她提著袖口將她拎了起來:“別以為老娘不敢殺你!”

“好啊。你倒是殺了我啊。”她挑眉瞪著她。

符冰咬著牙,可對上她的目光,卻看出了她眼中森然的冷意。這個丫頭看起來年歲不大,可這股子狠勁卻不小。仿佛全然不懼生死。

這樣的眼神她也曾看見過。

“殺你?我還指著你殺完了你的心上人,再給老娘掙一大筆錢呢。”她輕輕拍了拍她的臉。

心上人?!難道她想對付齊習染?

淩錦韶心下一沈,程煜說這一切都是圈套。知道用她來引齊習染,一定會他身邊之人。可知曉她與齊習染關系的人,又有誰知道她是十七公主呢?

她如今有些疑心是冷萃或是蕊兒,但也未能完全確認。

關節處又撕扯著疼痛,她步步如同踏在刀尖上緩緩走到了鏡子前。

這一襲紅妝如同待嫁的新娘子,淩錦韶看著鏡子裏的自己,這妝容如此妖冶,仿佛是地獄之中盛開的紅蓮。

符冰站在她身旁,看向鏡中的自己,只覺得自己如同地上的泥,醜陋不堪。

“你看我替你挑的這一身,多好看,一會兒你心上人的血濺到你的身上便也看不出來了。這紅衣像不像你的嫁衣?”

淩錦韶嗤笑了一聲:“你們是不是覺得他武藝超絕,無人能敵,所以覺得利用我來殺他就一定能成?真是可笑。”

“英雄難過美人關。”

“沒想到冰娘你這麽天真,天底下哪有男子會為了女子連性命都不要?他若發覺我要殺他,只怕死的人便會是我。”她看著鏡子裏的自己,“不過這樣也好,我又不是沒死過...”她輕聲呢喃著。

符冰驚愕地看著她,淩錦韶垂下了眼眸,不再言語。

很快她被點了啞穴,薄紗覆面。

符冰扶了扶發髻,扭著腰走了出去,來到了蓮臺之上。四面環水,客人們都在岸邊憑欄相望。

“今兒個下元節,冰娘我多謝諸位客官來捧場。咱們樓裏今日來了一位姑娘,花名芍兒,是個傾國傾城的佳人。”
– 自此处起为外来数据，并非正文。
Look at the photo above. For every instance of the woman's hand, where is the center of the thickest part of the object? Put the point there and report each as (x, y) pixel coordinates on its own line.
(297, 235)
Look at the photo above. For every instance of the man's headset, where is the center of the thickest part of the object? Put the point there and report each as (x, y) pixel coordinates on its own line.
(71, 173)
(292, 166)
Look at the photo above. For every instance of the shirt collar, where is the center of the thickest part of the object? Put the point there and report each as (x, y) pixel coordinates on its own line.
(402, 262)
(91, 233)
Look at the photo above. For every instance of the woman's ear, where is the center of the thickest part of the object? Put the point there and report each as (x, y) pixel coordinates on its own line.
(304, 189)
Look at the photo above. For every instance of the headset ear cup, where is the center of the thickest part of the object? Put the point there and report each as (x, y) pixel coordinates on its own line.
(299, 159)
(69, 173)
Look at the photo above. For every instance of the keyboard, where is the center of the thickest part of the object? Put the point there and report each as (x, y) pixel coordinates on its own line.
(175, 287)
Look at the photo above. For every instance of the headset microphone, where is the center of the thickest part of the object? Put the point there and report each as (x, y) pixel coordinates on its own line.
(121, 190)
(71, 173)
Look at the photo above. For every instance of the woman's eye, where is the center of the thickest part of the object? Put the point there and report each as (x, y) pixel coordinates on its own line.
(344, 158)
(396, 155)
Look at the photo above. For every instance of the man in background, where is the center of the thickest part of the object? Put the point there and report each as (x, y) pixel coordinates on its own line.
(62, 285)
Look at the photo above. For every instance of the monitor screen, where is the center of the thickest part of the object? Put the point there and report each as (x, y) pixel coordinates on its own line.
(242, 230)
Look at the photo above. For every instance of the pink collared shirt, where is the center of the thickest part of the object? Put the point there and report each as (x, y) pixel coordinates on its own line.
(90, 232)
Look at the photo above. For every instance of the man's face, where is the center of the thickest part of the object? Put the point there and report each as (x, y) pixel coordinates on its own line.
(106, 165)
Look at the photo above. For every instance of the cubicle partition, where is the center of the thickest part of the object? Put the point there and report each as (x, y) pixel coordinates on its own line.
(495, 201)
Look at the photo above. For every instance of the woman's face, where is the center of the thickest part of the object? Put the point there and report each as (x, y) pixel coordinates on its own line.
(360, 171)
有人笑道:“這世上還有比八公主還當得上傾國傾城四個字的麽?!”

遠處有人叫道:“什麽八公主,別孤陋寡聞了,那是十七公主!”

淩錦韶正被塞進一個大荷花的花苞裏,聽著外面這麽叫嚷,看來她此前讓冷萃等人宣揚之事已經是街知巷聞了。

“管她什麽公主,今日咱們是來看芍兒姑娘的,冰娘,快讓咱們一睹芳容!”

符冰掩唇笑道:“別急嘛,先讓姑娘為諸位舞一曲。”

淩錦韶躺在那木質的蓮花花苞之中,外面的聲音悶悶地傳進來。身下搖搖晃晃,似乎是在水中漂浮著。

搖搖晃晃之中,蓮花在水池中央停駐。四下升騰起雲霧,花苞緩緩綻開。

紅衣勝火的女子伏在蓮蓬之上,薄紗遮住了面容,一雙眼眸也緊閉著。

忽然,淩錦韶的渾身關節一痛,她驀地睜開眼,露出了痛苦的神情。但這一睜眼,卻讓四下都止不住倒吸了一口涼氣。

這般星眸點綴,只一眼便將人的魂魄都勾了去。

她緩緩起身,束腰將她的腰勒得纖細,不盈一握。弦樂聲四起,她舒展四肢,竟然在蓮花之上輕盈地跳起了舞。

眾人看得如癡如醉,卻不知這一顰一笑都將讓她忍受著刀割一般的痛。可她被點了啞穴,她叫不出來,只能如同傀儡一般被符冰操縱著。

淩錦韶忽然覺得有些荒謬,她一向是四體不勤,笨手笨腳。跳舞這種事,她這輩子都只能跳成張牙舞爪的模樣。沒想到竟然以這種方式完成了一支驚艷四座的獨舞。

回旋之間,她的目光四處逡巡,想要尋找齊習染的身影。